Keeping a Pulse on the Housing Market: How to Make Smart Moves



Keeping a Pulse on the Housing Market: How to Make Smart Moves



While no investment is guaranteed, one market has done exceptionally well, barring the Great Recession: Housing. This is because housing is a resource that will always be necessary. Unfortunately, it's also been exploited by certain companies in areas with housing shortages, artificially raising prices somewhere that doesn't command nearly the rents these companies demand.

With the Baby Boomer generation (those born between 1945 and 1965) retiring, the housing market is less certain than its been in recent history. That's because most of the members of this generation are likely going to downsize or look for more Senior-friendly accommodations. However, this posits a major issue: Baby Boomers own about half of all housing in the country! With so many houses that will go on sale at roughly the same time, it's likely there will be a temporary dip in prices at some point.

This is just one example of how keeping a pulse on the housing market can help you make smart moves. We'll go over trending ways to keep track of the housing market that don't take up all your time.

1. An Easy Hack to Gauge Health of the Market



Most people simply trust their real estate agent's word on the housing market. The truth is that your agent has access to the exact same numbers you do. What you're getting from them is their own spin on the market, which is much more likely to gain something for them than it is for you. Even if your agent happens to be a trusted family friend, it's critical to do your own research.

One simple way to do this is to look at how many people are moving each year. Of course, you'll need to compare it to surrounding years and their average home prices. There's one consistency you'll notice immediately: the less people moving, the lower housing prices dip. While this is simply a measure of "supply and demand", it's often overlooked by home hunters.

2. Don't Buy into iBuyers


You may be wondering what an "iBuyer" is. It's a term used in real estate to describe services that offer people cash in exchange for their houses or properties. These are commonly used in large metropolitan areas. The tech companies behind these services create algorithms that attempt to predict which areas of cities will take off and target homeowners with seemingly lucrative "instant cash" offers for their homes. They typically have the goal of under-paying homeowners and try to convince homeowners that they ultimately win out because they don't even need to list their house.

Some agents monitor the housing market by paying attention to where iBuyers are purchasing homes. However, recent housing trends in Arizona have suggested that iBuyers' algorithms aren't as foolproof as they were thought to be. Follow our first tip to stay on top of the health of the market!

3. The Census Bureau: A Neutral Source


Of course, the Census Bureau offers rather "raw" data. If you don't know how to interpret it, you're at risk of making a poor decision. However, plenty of blogs and sites provide good guidance on interpreting census data.

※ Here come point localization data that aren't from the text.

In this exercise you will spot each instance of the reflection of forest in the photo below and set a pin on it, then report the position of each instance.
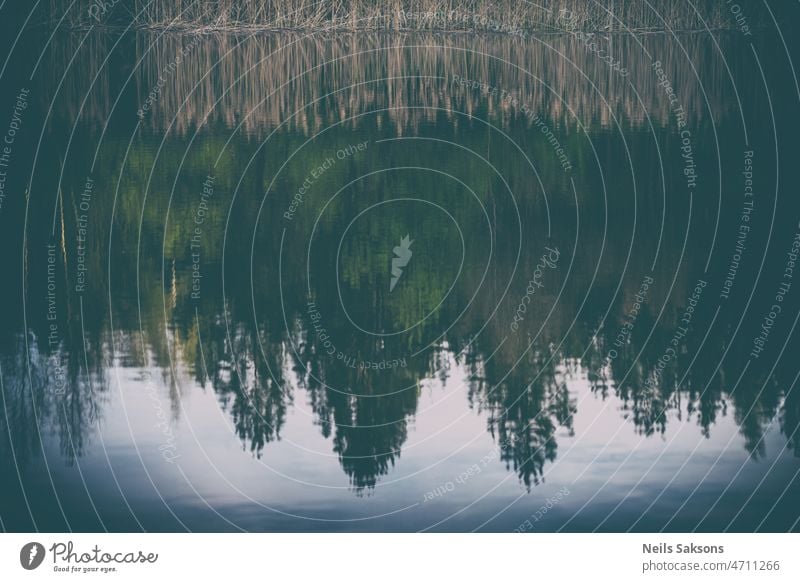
(260, 354)
(260, 350)
(258, 81)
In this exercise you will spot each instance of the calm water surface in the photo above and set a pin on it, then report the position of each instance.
(400, 283)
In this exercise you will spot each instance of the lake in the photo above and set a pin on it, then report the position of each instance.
(401, 282)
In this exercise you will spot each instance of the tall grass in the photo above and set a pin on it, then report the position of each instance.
(263, 80)
(508, 16)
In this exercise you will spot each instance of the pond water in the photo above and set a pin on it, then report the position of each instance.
(279, 282)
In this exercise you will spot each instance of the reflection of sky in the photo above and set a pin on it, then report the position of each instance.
(209, 485)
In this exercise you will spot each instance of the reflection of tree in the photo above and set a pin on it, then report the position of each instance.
(524, 411)
(238, 343)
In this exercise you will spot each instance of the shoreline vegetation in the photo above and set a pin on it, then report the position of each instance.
(512, 17)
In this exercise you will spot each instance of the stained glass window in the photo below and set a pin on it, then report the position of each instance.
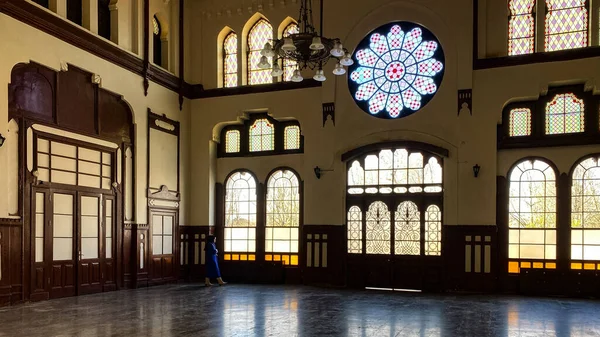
(289, 65)
(407, 229)
(240, 214)
(519, 122)
(261, 33)
(398, 68)
(355, 230)
(232, 141)
(532, 214)
(566, 24)
(291, 135)
(564, 114)
(433, 230)
(230, 60)
(378, 228)
(585, 212)
(262, 136)
(521, 27)
(283, 216)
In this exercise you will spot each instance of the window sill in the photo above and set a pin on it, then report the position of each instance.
(542, 57)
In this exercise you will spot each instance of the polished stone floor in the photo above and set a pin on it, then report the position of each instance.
(261, 310)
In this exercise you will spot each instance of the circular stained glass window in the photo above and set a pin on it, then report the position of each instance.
(397, 70)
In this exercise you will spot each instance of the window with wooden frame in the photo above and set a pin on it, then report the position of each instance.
(252, 212)
(532, 216)
(521, 27)
(566, 115)
(230, 64)
(261, 135)
(395, 201)
(260, 34)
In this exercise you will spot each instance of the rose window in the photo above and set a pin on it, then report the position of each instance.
(398, 69)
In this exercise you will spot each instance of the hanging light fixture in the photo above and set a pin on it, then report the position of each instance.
(308, 48)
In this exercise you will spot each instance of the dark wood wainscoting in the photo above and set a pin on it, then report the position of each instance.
(324, 260)
(11, 282)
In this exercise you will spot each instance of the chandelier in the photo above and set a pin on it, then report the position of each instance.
(308, 49)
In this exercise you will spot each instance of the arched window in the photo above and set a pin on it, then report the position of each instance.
(240, 217)
(566, 24)
(291, 137)
(230, 60)
(532, 216)
(585, 214)
(519, 122)
(259, 35)
(289, 65)
(104, 19)
(262, 136)
(157, 43)
(378, 228)
(521, 27)
(565, 114)
(232, 141)
(283, 217)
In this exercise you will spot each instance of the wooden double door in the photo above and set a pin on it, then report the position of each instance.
(73, 242)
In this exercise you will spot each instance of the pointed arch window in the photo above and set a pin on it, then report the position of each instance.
(566, 24)
(585, 214)
(532, 216)
(240, 217)
(521, 27)
(283, 217)
(289, 65)
(259, 35)
(565, 114)
(230, 65)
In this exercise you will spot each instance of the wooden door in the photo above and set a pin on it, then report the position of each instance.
(62, 244)
(90, 244)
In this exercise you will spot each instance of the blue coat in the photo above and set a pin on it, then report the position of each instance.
(212, 265)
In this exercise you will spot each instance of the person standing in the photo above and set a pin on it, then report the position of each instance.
(212, 263)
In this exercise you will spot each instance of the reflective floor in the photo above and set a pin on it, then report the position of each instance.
(260, 310)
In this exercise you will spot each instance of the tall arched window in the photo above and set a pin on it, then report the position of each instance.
(289, 65)
(566, 24)
(259, 35)
(565, 114)
(230, 60)
(240, 217)
(157, 43)
(532, 216)
(521, 27)
(283, 217)
(585, 214)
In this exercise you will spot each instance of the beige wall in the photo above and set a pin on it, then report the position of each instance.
(33, 45)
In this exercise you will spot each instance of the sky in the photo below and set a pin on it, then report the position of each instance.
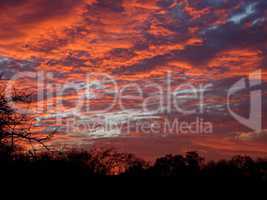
(122, 49)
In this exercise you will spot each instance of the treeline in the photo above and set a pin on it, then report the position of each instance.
(109, 162)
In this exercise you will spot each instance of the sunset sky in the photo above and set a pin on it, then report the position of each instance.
(139, 43)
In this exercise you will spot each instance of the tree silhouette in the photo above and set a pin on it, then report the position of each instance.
(15, 127)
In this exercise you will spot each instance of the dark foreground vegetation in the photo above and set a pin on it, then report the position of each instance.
(15, 129)
(109, 162)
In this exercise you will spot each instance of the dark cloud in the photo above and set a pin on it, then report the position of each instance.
(17, 15)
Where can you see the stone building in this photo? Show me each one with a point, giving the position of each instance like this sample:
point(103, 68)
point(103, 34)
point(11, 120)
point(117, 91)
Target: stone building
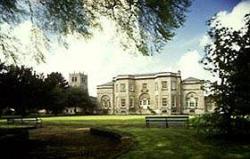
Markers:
point(79, 80)
point(154, 93)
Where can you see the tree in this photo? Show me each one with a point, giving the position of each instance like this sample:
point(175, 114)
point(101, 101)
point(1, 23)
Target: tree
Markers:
point(144, 24)
point(228, 58)
point(21, 88)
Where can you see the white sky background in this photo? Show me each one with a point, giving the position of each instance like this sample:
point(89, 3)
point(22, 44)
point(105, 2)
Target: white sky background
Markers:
point(101, 58)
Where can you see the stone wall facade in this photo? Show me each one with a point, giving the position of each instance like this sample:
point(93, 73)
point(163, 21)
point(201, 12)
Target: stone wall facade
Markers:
point(155, 93)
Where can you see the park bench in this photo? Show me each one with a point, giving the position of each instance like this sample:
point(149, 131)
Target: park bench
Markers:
point(18, 119)
point(166, 121)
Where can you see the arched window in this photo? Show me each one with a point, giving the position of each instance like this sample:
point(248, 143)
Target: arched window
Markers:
point(144, 100)
point(105, 101)
point(191, 100)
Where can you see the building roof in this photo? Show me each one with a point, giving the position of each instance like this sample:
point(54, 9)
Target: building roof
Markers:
point(191, 79)
point(107, 84)
point(147, 75)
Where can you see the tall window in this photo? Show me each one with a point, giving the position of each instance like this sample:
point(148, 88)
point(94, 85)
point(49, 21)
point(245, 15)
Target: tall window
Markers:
point(173, 85)
point(123, 87)
point(131, 88)
point(116, 87)
point(173, 101)
point(164, 84)
point(156, 101)
point(156, 86)
point(131, 102)
point(164, 102)
point(123, 102)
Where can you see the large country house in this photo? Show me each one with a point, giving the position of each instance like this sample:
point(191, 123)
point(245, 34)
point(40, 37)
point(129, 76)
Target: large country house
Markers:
point(154, 93)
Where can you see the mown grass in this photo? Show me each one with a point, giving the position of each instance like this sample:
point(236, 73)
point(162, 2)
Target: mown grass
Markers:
point(170, 143)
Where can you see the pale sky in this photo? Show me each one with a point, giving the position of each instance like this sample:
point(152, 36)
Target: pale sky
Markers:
point(102, 58)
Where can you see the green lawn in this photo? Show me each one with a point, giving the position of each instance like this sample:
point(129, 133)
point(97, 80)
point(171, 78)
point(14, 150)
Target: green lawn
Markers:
point(176, 143)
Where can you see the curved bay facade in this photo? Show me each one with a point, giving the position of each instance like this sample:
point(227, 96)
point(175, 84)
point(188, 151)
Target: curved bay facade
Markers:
point(155, 93)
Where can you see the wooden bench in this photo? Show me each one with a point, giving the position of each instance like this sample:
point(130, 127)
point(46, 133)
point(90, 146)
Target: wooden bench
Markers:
point(17, 119)
point(166, 121)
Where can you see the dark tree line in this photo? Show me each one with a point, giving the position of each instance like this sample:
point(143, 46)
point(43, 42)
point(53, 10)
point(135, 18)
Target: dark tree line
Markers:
point(228, 57)
point(24, 90)
point(144, 24)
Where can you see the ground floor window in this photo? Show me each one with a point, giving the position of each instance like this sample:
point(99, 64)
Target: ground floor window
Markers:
point(191, 101)
point(164, 102)
point(131, 102)
point(123, 102)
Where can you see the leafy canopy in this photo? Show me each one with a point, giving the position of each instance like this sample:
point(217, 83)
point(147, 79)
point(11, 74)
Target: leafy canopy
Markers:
point(228, 58)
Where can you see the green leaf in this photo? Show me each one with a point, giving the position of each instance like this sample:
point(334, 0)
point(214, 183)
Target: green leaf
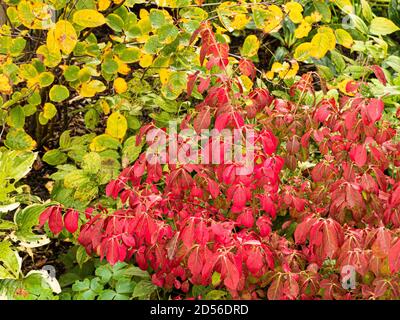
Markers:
point(58, 93)
point(116, 125)
point(17, 117)
point(10, 265)
point(175, 85)
point(71, 73)
point(250, 46)
point(103, 142)
point(91, 163)
point(55, 157)
point(46, 79)
point(157, 18)
point(65, 139)
point(381, 26)
point(49, 111)
point(130, 55)
point(167, 33)
point(216, 295)
point(107, 295)
point(18, 139)
point(143, 289)
point(124, 286)
point(88, 18)
point(115, 22)
point(130, 151)
point(26, 220)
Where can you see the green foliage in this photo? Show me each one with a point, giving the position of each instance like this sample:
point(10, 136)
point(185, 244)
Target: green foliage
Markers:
point(118, 282)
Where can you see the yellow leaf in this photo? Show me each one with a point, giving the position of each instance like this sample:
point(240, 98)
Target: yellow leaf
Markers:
point(240, 21)
point(146, 60)
point(164, 75)
point(5, 86)
point(268, 19)
point(330, 35)
point(49, 110)
point(143, 14)
point(275, 17)
point(293, 70)
point(302, 30)
point(294, 9)
point(284, 70)
point(315, 17)
point(342, 87)
point(89, 89)
point(345, 5)
point(105, 106)
point(269, 75)
point(344, 38)
point(65, 36)
point(123, 68)
point(103, 4)
point(276, 67)
point(88, 18)
point(302, 52)
point(51, 42)
point(247, 83)
point(321, 43)
point(120, 85)
point(116, 125)
point(250, 46)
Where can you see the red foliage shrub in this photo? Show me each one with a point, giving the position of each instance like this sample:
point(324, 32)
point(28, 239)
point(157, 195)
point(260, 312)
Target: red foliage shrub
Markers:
point(283, 231)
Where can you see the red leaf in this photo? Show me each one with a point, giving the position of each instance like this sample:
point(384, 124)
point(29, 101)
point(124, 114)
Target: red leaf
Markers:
point(112, 254)
point(394, 258)
point(222, 121)
point(55, 220)
point(204, 84)
point(246, 219)
point(202, 121)
point(254, 262)
point(359, 155)
point(44, 216)
point(247, 68)
point(275, 290)
point(191, 82)
point(229, 272)
point(379, 74)
point(195, 262)
point(374, 109)
point(71, 220)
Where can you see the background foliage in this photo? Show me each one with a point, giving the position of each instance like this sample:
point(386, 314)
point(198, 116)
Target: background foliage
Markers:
point(81, 81)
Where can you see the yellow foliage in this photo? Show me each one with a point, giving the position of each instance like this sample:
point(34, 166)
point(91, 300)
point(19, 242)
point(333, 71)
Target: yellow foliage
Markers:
point(117, 125)
point(120, 85)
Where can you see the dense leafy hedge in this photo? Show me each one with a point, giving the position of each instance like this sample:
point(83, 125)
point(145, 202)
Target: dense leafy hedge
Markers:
point(89, 87)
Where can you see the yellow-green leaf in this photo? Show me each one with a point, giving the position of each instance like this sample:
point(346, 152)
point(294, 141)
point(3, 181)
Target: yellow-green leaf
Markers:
point(382, 26)
point(88, 18)
point(116, 125)
point(65, 36)
point(49, 110)
point(120, 85)
point(302, 52)
point(250, 46)
point(344, 38)
point(58, 93)
point(321, 43)
point(89, 89)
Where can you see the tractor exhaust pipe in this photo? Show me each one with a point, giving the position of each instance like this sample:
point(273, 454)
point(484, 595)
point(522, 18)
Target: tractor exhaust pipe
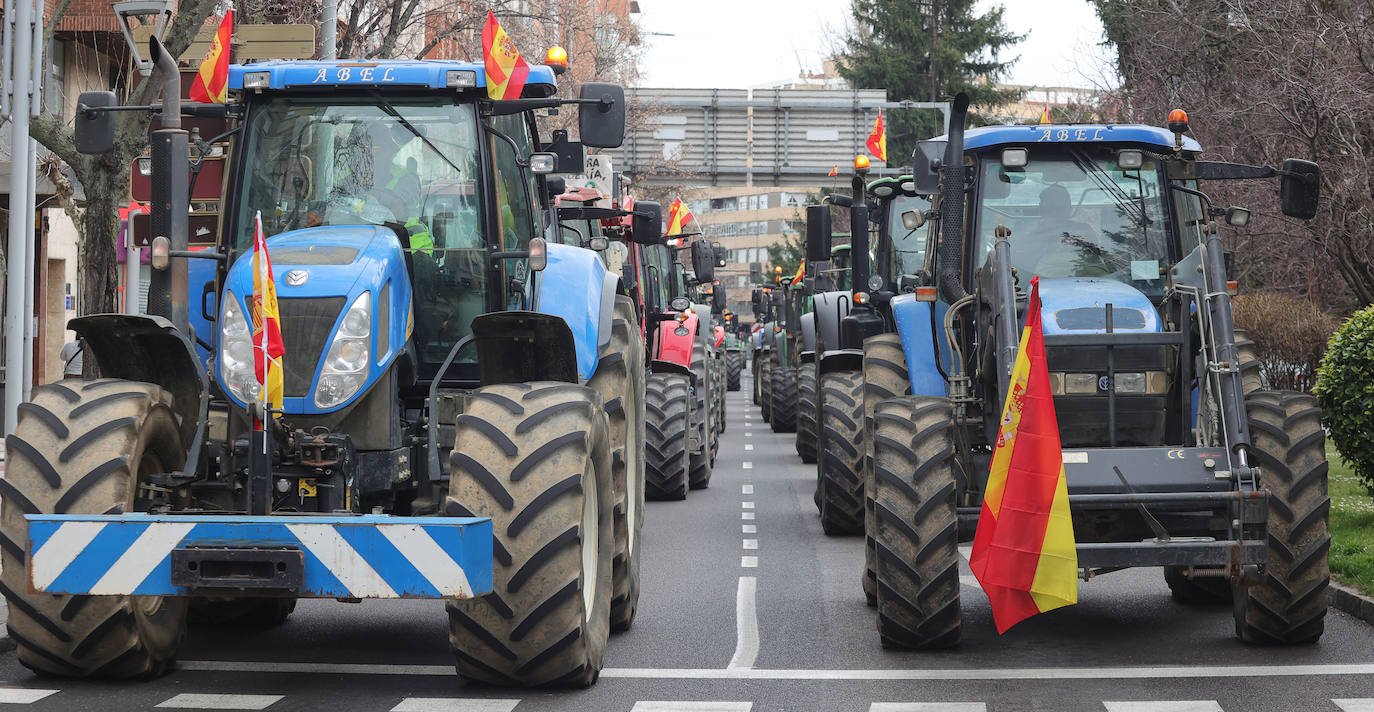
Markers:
point(951, 205)
point(171, 199)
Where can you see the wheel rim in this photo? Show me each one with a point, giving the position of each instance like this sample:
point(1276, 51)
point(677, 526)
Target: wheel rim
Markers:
point(591, 542)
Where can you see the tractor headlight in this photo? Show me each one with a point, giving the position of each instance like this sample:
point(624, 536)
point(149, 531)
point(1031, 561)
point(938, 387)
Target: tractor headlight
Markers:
point(237, 351)
point(345, 364)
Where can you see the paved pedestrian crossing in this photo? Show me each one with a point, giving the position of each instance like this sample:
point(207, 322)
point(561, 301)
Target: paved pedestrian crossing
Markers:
point(29, 696)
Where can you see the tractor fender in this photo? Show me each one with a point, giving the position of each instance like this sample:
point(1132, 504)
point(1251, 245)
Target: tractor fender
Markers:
point(150, 349)
point(913, 319)
point(577, 287)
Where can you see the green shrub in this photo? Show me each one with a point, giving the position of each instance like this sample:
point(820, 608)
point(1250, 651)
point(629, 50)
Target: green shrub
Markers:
point(1289, 336)
point(1345, 391)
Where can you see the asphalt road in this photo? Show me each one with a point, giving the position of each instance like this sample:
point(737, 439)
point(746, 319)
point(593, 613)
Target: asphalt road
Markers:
point(748, 605)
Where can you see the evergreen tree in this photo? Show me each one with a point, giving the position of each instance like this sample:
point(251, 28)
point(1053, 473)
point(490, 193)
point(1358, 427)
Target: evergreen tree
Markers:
point(925, 51)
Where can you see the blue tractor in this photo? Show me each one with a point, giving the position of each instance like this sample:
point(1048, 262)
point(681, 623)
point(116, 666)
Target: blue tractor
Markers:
point(459, 395)
point(1175, 454)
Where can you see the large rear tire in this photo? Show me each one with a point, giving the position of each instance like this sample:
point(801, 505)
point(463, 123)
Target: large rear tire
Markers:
point(536, 459)
point(667, 414)
point(807, 413)
point(884, 377)
point(783, 399)
point(1288, 606)
point(841, 452)
point(620, 380)
point(84, 448)
point(914, 529)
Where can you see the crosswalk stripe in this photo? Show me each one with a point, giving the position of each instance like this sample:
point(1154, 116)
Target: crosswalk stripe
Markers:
point(1164, 705)
point(454, 704)
point(22, 696)
point(220, 701)
point(690, 705)
point(928, 707)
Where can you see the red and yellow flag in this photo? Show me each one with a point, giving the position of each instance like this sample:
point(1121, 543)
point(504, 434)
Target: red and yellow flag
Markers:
point(212, 80)
point(506, 69)
point(268, 347)
point(678, 217)
point(1024, 553)
point(878, 139)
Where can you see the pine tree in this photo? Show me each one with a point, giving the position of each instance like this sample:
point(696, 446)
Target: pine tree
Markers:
point(925, 51)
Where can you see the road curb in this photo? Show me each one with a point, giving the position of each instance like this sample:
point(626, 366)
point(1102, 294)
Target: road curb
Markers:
point(1351, 601)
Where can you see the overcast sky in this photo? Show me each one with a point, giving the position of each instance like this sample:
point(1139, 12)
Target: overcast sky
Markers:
point(749, 43)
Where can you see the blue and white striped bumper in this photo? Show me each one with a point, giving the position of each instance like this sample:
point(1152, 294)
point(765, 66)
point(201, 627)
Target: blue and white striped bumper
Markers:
point(344, 557)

If you need to research demographics of an area you're considering moving to, remember that the 2020 Census is currently underway. That means that within a year, we'll know where the fastest-growing areas actually are. This is one of the very few completely neutral housing market data sources.

If you notice a trend of skilled people moving to a certain area, you can bet that prices are about to shoot up! Real estate agents also are eagerly waiting for the Census information so they can charge more for certain housing and less for other housing. If you wait for the information to be released, you may or may not benefit. However, you'll most importantly know the truth about the market and be able to more accurately predict future housing trends!

Is Keeping a Pulse Worth It?


Keeping a pulse on the housing market can be a pain sometimes. It requires a bit of dedication, but it's certainly worth it! It ensures that you don't get scammed by an unscrupulous real estate agent or housing market that offers false promises. If you're thinking about buying or selling housing in the next year, the time you invest in this process will pay dividends years to come!